Former Ball State basketball student-athlete Trey Moses was recognized at the Convention with a 2020 NCAA Inspiration Award. The honor is given each year to a current or former NCAA athlete who, when confronted with a life-altering situation, used perseverance, dedication and determination to overcome the obstacle to now serve as a role model for hope and inspiration to others in similar situations. Moses has used his own struggles with mental health and the loss of a close friend and teammate as a platform to help others.

At the Convention, the Sport Science Institute also hosted a workshop on creating an inclusive athletics department for mental well-being. The three-part session included a panel of athletes talking about their experiences and two training sessions to assist coaches with empathetic responses to athletes who express mental health concerns.

Other sessions sought to shine a brighter light on mental health, with topics covering collaborative approaches in Division II when mental health intersects with student-athlete identities and building trust between coaches and student-athletes in Division III.
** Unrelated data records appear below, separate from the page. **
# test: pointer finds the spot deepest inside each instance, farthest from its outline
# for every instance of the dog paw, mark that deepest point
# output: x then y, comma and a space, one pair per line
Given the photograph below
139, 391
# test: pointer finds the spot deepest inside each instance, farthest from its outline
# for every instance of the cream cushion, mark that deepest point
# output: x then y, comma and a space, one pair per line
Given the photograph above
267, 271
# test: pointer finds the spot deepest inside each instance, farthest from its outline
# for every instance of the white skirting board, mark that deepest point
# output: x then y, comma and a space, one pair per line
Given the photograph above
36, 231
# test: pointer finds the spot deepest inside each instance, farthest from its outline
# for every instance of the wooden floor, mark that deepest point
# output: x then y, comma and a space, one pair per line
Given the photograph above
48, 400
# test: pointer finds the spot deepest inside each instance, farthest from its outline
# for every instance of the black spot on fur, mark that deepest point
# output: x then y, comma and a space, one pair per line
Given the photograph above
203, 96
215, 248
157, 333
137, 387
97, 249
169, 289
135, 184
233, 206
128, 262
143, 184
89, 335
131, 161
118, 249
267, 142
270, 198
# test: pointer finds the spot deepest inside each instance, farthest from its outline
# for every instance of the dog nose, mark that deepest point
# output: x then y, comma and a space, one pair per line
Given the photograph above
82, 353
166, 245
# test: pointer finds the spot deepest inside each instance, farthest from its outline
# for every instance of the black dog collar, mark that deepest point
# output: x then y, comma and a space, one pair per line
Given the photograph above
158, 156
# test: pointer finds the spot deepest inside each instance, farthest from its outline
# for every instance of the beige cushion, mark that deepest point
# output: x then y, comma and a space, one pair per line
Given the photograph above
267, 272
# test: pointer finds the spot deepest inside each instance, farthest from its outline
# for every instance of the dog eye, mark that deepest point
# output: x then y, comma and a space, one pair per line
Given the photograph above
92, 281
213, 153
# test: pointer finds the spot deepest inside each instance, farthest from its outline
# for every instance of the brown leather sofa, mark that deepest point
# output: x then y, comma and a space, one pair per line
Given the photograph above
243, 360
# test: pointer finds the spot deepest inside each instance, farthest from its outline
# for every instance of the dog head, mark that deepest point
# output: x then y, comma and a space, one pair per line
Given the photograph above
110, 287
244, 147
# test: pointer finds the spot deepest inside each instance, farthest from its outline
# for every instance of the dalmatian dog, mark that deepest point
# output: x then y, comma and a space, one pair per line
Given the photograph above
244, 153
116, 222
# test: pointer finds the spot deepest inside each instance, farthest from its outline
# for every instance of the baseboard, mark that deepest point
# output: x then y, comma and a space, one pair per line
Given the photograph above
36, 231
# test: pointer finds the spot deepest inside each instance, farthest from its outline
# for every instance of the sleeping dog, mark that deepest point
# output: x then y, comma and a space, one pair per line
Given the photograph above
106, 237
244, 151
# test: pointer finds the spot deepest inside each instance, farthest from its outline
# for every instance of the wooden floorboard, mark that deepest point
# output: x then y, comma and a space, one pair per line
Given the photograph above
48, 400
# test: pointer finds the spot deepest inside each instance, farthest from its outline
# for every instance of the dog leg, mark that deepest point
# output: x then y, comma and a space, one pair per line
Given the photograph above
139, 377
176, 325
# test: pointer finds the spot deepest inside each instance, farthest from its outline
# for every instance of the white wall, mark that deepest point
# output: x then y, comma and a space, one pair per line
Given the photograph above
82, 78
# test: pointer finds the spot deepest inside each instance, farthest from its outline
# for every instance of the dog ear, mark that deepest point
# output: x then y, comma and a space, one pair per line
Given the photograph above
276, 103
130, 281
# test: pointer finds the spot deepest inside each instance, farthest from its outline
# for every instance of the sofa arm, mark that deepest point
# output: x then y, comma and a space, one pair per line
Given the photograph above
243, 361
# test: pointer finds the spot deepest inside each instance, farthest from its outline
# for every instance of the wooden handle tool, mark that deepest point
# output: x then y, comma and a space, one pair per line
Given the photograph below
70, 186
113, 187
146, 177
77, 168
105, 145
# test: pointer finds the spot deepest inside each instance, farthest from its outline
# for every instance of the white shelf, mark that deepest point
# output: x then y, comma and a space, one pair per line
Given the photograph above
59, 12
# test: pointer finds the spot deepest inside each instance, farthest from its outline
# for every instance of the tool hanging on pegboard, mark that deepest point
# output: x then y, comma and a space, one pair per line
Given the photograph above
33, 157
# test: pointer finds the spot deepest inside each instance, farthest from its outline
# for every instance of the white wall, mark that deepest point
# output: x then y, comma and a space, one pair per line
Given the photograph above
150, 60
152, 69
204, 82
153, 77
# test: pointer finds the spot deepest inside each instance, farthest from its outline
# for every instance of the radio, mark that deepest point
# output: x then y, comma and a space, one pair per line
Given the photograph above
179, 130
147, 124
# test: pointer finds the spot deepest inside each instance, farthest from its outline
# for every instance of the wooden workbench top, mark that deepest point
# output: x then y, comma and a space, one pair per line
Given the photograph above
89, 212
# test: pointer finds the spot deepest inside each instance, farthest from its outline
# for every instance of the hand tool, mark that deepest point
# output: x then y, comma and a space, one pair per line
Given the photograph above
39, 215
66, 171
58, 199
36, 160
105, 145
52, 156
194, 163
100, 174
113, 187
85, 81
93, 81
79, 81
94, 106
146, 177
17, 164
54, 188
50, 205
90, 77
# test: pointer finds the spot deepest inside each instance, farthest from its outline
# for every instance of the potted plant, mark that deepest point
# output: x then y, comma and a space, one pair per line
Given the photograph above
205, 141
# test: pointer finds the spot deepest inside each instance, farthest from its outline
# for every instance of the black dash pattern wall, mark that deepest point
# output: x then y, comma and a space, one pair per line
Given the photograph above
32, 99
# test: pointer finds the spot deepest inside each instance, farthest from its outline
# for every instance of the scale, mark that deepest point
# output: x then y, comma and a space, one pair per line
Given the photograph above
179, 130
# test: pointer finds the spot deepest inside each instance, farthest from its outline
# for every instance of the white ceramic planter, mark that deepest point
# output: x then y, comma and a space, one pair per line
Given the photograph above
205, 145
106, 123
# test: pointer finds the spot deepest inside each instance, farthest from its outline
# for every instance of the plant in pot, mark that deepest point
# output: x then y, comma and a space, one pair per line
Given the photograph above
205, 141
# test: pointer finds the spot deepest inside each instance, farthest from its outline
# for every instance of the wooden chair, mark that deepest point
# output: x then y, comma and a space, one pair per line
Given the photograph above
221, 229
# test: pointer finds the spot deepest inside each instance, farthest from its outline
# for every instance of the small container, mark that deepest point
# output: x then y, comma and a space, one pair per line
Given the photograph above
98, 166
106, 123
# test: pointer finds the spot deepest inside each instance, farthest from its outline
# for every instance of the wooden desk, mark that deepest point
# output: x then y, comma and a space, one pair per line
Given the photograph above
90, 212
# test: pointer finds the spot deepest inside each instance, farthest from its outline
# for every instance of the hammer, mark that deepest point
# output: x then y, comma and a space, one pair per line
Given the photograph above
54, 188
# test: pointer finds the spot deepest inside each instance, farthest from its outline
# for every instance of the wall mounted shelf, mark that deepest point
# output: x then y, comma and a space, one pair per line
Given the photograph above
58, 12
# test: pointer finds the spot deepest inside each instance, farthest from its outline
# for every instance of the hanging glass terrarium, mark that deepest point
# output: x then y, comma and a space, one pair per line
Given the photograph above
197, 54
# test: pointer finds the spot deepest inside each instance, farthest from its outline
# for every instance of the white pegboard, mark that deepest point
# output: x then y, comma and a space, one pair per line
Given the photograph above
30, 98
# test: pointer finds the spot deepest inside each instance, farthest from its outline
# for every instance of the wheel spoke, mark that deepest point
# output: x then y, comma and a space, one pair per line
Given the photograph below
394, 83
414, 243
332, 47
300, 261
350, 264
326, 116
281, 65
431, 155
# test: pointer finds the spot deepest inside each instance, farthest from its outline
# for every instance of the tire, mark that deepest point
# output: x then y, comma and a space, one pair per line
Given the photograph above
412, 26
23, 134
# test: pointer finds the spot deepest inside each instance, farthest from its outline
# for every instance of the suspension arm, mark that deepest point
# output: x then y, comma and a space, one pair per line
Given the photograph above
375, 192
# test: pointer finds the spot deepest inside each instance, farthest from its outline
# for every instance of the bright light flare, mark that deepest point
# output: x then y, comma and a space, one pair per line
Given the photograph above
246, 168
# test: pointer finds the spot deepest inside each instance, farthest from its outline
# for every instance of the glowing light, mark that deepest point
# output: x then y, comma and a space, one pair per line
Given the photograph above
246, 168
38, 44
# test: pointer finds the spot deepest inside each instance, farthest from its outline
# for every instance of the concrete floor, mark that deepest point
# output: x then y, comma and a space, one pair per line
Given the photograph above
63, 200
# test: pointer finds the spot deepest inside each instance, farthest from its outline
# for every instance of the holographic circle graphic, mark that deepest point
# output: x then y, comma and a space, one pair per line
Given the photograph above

Additional programming also provided a session with key findings on the NCAA Innovations in Research and Practice Grant Program. The program supports research and data-driven pilot projects designed to enhance student-athlete psychosocial well-being and mental health.

Results from the most recent GOALS (Growth, Opportunities, Aspirations and Learning of Students in College) study were also released, with implications on student-athlete mental health and differences between male and female student-athletes.